石橋湛山というジャーナリスト(後に短命な内閣の総理大臣にもなりますが)は、実に広い心をもって、社会全体を鳥瞰できる方だったようです。共産主義に傾倒した人たちの思想行動を、『赤!』といって、弾圧して厳しく取り締まった「特高(特別高等警察)」や「治安維持法」があった暗い時代に、『信じたいものを各人が自由に選んで信じたらいいのです。それが良いか悪いのかの判断は時代が決めるのだから!』と言っています(出典を見つけられないので、私が覚えてる表現ですので念のため)。
アメリカの様な民主主義国家でも、「赤がり」ということが行われて、逸材を死に追いやった悲しい歴史があります。何を恐れたのでしょうか、ただ悲惨なことだけが歴史に記録されただけではないでしょうか。全球的な動きを、グローバリズムというのでしょうか、《地球人》とか《国際人》という考えをもって、違ったた思想や生き方を受け入れていくなら、戦争なんか起こらなくなるのではないでしょうか。だから家内の考え方の広さや大らかさは、正しいのだと思うのです。
だからといって、自分の国を愛したり、自分の出自を誇ったりする思いを捨てる必要はないと思うのです。父母や祖父母や曽祖父母などから受け継いだものは、《独特無二》であって、それを否定することはできません。自分の国を愛することは、軍国主義の復活になるとの考えは、狭量に過ぎます。「日章旗」の国旗を掲揚することは、右翼の行動になるのでしょうか。「君が代」を国歌として歌うことは天皇制讃美になるのでしょうか。スポーツの時だけ、国旗の掲揚や国歌斉唱が許され、教育の現場では、これがなされることを認めない教師がいるのは、どうしてなのでしょうか。

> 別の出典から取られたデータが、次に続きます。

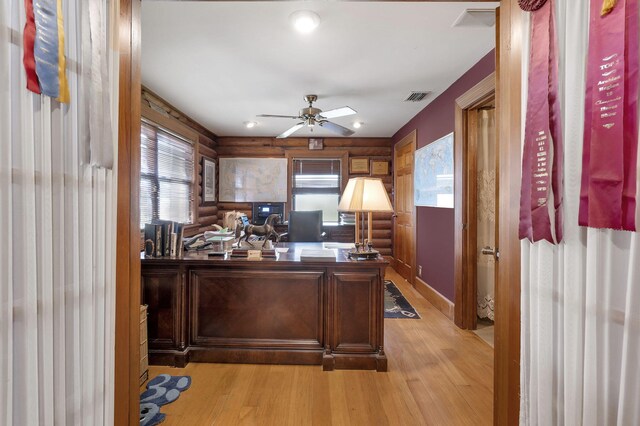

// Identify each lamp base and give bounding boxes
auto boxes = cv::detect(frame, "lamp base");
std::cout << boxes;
[347,250,380,260]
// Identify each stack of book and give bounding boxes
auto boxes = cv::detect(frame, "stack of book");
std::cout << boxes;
[144,219,184,257]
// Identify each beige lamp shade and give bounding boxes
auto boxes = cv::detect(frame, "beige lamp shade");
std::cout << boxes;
[338,177,393,212]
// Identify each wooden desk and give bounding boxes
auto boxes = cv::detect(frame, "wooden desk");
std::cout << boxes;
[142,243,388,371]
[275,223,355,243]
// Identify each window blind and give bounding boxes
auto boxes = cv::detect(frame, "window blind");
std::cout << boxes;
[140,122,195,228]
[291,158,341,222]
[291,158,340,190]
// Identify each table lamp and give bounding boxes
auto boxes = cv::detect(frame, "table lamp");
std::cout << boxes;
[338,177,393,256]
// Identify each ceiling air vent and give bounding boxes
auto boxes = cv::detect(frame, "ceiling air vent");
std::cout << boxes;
[453,9,496,27]
[404,92,431,102]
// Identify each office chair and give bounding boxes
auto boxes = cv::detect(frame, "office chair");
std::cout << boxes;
[286,210,324,243]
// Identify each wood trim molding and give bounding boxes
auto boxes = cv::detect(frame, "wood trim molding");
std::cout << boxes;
[415,277,454,321]
[141,86,217,141]
[114,0,522,425]
[493,0,523,425]
[113,0,140,425]
[140,102,200,145]
[453,72,496,329]
[391,129,418,286]
[456,72,496,109]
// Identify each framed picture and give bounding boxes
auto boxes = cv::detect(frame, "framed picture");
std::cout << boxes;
[413,133,454,209]
[202,157,216,206]
[309,138,324,149]
[371,160,389,176]
[349,158,369,174]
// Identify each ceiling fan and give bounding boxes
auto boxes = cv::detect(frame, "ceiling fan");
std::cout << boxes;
[257,95,356,139]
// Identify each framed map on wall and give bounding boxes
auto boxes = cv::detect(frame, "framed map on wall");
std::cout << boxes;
[218,157,287,202]
[413,133,453,209]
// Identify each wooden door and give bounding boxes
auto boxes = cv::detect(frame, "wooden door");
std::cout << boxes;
[393,130,416,284]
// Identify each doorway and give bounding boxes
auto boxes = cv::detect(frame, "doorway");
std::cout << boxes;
[114,0,524,425]
[470,104,498,347]
[393,130,416,285]
[454,74,499,331]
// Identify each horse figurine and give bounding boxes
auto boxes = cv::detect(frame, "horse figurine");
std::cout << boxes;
[244,214,280,246]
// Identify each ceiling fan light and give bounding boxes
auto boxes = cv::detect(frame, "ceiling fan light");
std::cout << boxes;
[289,10,320,34]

どの国でも、自分の生まれた国を愛し、育った国への忠誠心をもっことを願って、教育がなされています。日本は、戦争に負けたので、過去をすべて否定しなければならないのでしょうか。どの国にも、どの民族にも恥な過去があります。そのことだけに拘泥して、青少年たちが自信をなくしてしまったら、父や母から受け継いだ、母国を建て上げていくことも、産業を興隆することもできなくなってしまいます。
自分の生まれ育った国を、しっかり愛することができて初めて、他国と友好な交流をしていくことができます。他の独自性を認められるからです。同化することが、目的ではないのです。互いの違いを知った上で、関係を構築していくことができるのです。

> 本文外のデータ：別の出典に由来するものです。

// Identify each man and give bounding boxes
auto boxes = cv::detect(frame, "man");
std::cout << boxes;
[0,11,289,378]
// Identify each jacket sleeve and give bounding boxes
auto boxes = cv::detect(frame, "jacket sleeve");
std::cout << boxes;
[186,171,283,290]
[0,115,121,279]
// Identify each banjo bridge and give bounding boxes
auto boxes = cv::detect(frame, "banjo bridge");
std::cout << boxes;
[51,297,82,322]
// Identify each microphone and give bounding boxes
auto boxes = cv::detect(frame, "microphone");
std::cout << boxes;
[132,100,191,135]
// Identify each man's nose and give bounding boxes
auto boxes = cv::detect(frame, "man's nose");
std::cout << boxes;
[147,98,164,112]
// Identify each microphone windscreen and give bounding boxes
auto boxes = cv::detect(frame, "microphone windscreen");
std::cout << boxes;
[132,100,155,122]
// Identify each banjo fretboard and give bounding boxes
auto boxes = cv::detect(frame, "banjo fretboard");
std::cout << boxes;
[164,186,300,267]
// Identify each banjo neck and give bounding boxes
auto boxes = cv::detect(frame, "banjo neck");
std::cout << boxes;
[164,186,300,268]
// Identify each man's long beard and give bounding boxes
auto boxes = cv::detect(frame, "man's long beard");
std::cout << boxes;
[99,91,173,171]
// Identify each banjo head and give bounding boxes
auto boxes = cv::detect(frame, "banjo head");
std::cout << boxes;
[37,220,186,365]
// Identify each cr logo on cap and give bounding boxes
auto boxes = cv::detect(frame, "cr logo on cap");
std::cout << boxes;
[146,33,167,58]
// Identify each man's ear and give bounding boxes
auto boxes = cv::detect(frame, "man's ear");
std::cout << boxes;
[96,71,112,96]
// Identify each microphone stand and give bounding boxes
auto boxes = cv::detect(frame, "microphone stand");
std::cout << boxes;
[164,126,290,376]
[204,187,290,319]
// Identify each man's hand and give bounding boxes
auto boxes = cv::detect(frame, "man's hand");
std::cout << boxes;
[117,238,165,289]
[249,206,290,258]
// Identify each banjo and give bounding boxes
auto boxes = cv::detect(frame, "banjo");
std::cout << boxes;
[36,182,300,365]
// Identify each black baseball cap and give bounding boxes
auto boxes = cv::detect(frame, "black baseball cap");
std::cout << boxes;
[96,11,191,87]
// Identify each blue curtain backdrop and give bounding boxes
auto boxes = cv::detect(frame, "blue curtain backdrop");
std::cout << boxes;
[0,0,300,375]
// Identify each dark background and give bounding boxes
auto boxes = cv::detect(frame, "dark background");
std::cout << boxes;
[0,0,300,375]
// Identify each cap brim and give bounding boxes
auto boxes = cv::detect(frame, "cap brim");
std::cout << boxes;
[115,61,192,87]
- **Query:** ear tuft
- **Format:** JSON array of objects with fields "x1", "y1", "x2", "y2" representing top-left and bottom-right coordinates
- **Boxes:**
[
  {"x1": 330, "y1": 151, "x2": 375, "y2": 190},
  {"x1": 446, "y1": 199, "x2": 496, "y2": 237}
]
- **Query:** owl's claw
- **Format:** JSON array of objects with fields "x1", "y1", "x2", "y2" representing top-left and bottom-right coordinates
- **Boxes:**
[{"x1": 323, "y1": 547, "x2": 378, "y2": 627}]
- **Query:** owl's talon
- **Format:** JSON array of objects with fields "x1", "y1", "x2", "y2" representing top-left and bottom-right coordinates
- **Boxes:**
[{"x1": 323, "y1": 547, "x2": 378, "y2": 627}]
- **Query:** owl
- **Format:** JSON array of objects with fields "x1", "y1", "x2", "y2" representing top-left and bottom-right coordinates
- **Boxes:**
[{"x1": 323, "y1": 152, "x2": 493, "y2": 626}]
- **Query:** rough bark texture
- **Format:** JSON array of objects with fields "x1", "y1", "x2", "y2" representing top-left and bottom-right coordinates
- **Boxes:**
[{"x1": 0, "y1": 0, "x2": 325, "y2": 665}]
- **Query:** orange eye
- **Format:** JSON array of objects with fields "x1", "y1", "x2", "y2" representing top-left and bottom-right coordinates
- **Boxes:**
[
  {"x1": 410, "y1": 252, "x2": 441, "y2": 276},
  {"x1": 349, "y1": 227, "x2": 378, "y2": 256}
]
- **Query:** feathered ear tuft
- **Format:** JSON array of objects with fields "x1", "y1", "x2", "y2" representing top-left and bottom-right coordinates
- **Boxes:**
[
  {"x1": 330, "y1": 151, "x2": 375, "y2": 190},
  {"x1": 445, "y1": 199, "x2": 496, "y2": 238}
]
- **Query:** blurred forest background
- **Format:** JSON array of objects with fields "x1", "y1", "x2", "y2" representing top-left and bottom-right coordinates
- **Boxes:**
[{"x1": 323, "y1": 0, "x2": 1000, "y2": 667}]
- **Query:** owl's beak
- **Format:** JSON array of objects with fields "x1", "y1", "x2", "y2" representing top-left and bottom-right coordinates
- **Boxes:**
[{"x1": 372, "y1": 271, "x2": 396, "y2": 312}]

日本文化を「自傷文化」、また日本人の歴史の見方を「自虐史観」という文化人がおいでです。自殺者が多いのは、日本に限ったことではなく、世界全体が生命軽視の傾向にあるのです。私は、《男性性》を確かにし、日本人の強さも弱さも学び、中国や韓国やアメリカの優秀性を認められる人間として、教育を受けてきました。このことを、父や教師たちに感謝するのです。歴史の事実を認めて反省はしますが、自虐には陥りません。父と母から受けたこの体に、刃物を向けて傷つけたりもしません。もちろん心にも。

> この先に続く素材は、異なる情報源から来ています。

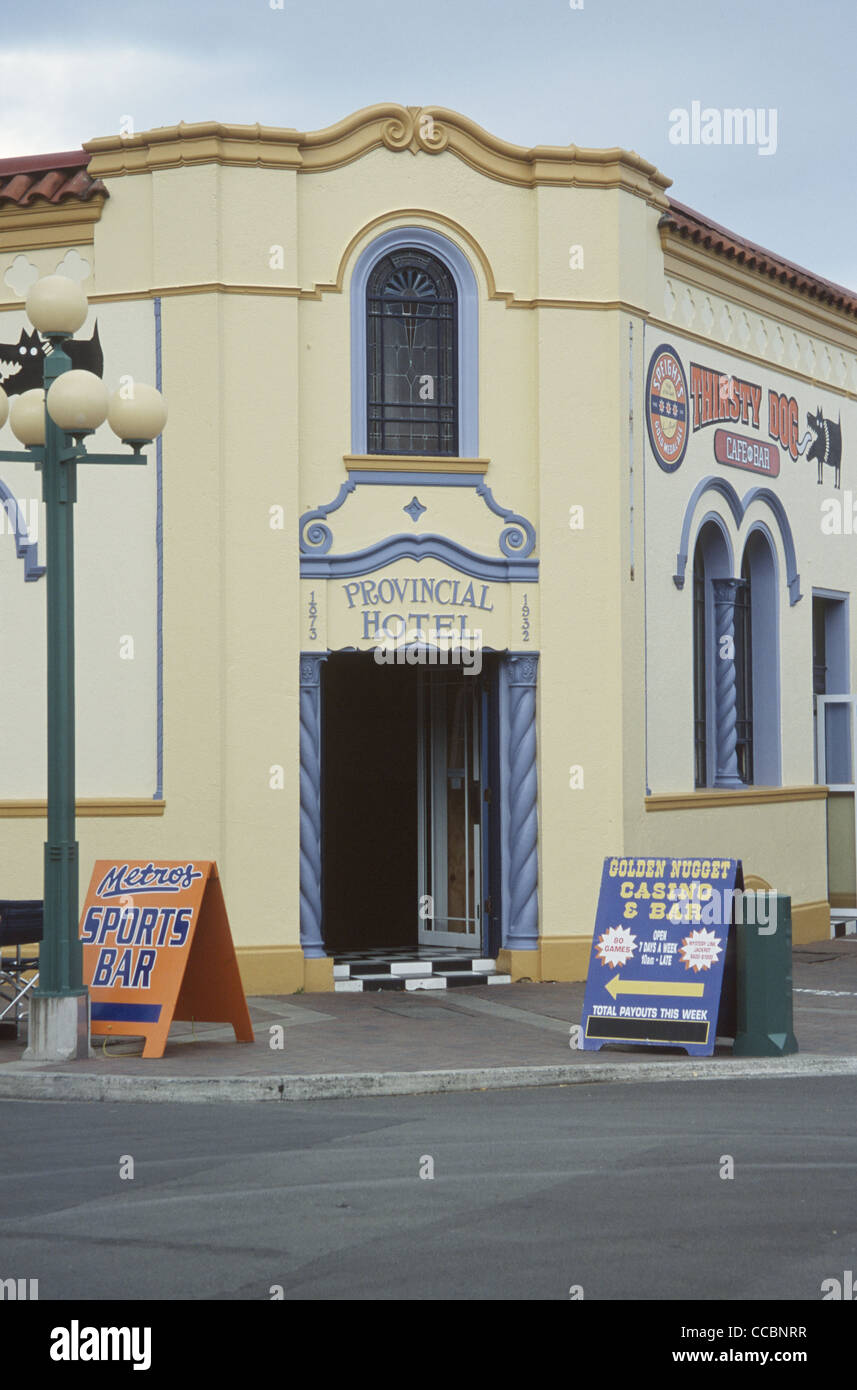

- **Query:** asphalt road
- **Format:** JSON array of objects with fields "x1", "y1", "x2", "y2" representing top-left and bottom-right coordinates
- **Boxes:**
[{"x1": 0, "y1": 1077, "x2": 857, "y2": 1301}]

中学の時に担任で社会科の教師だった恩師は、『日本人は鎌倉時代には、自由闊達に、ノビノビと生きていたのです!』と教えてくれました。男も女も、自信を持って生きていたことになります。さて、21世紀を生きていく日本の青少年が、誇り高く、気高く、そしてノビノビと生きていくことを、心から願うのです。それこそが、自分をありのままで受け入れ、自分を愛し、自分と違った他者を受け入れられるからであります。